A perfectly competitive firm’s total cost is TC = 25 + 0.5Q2. The firm can sell as much as it
wants at a market determined price of $50. What will happen if there are no barriers to
entry?
a. Firms will enter the industry.
b. Firms will exit the industry.
c. Firms will neither enter nor exit the industry.
d. The firm will shut down.
e. None of the above.
Which of the following is true for a monopoly?
a. P = MC
b. P = MR
c. P > MR
d. P < MR
e. None of the above.
1. A perfectly competitive profit maximizing firm produces at the point where market price = MC.
Given that, TC = 25 + 0.5Q²
Or, MC = d(TC)/dQ = 0 + (0.5*2)Q = Q
Setting price = MC we get, Q = 50.
Therefore, profit maximizing output is 50 units for a firm.

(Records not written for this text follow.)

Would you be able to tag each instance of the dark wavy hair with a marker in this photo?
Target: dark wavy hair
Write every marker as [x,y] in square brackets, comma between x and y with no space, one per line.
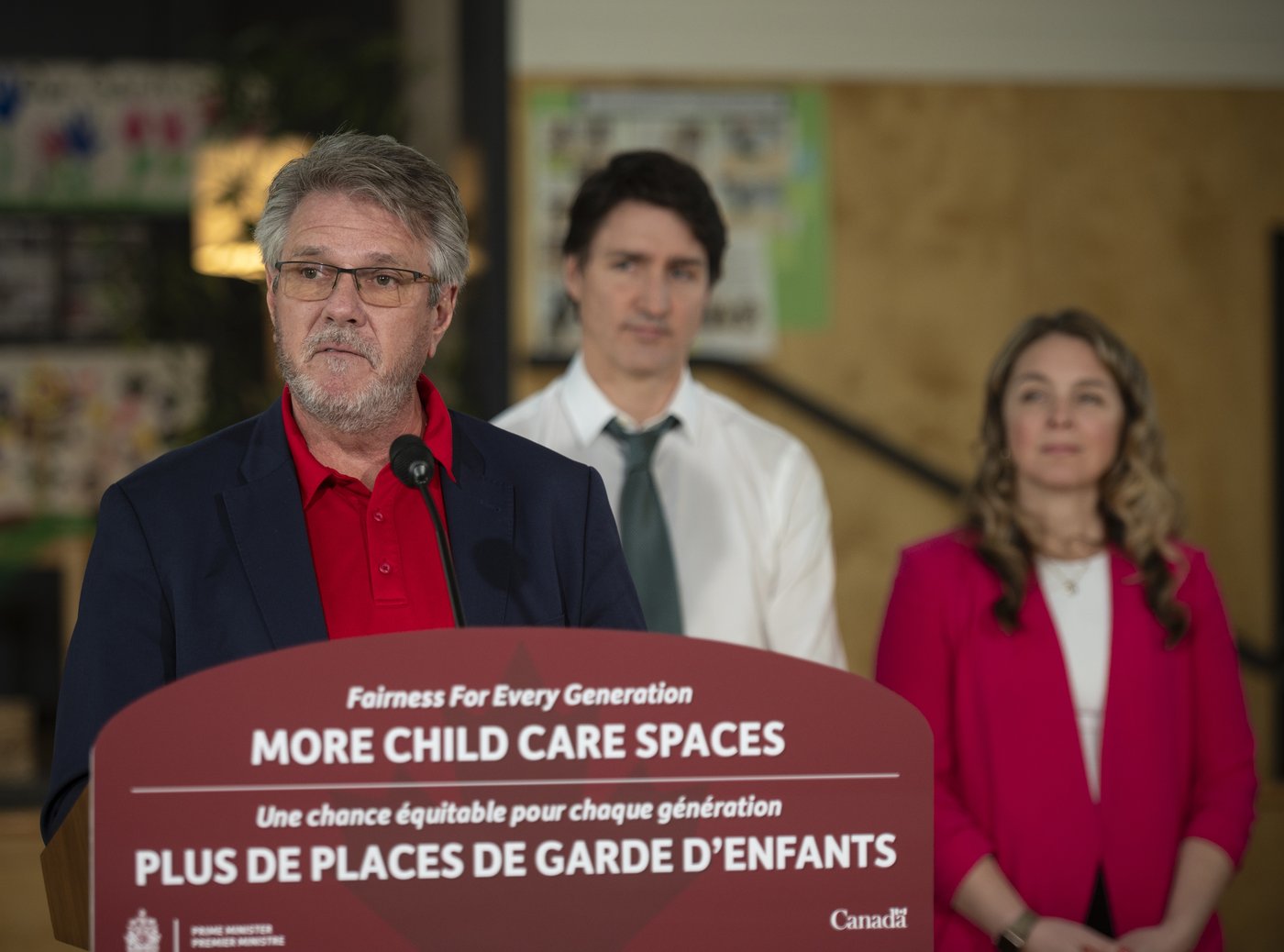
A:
[1136,500]
[658,179]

At this Quantity, TC = 25 + 0.5(50)² = $150
And, total revenue = price* quantity = $(50*50) = $2500
At the profit maximizing output level, total revenue > total cost. It means each firm makes positive economic profit in the short run. This positive profit will attract other firms to the market and in the long run, other firms will enter the market.
Answer: option A
2. A profit maximizing monopolist produces at the point where MR = MC and sets it's profit maximizing price at the point where profit maximizing quantity lies on the demand curve. So for a monopoly, at the profit maximizing output level, price > MR.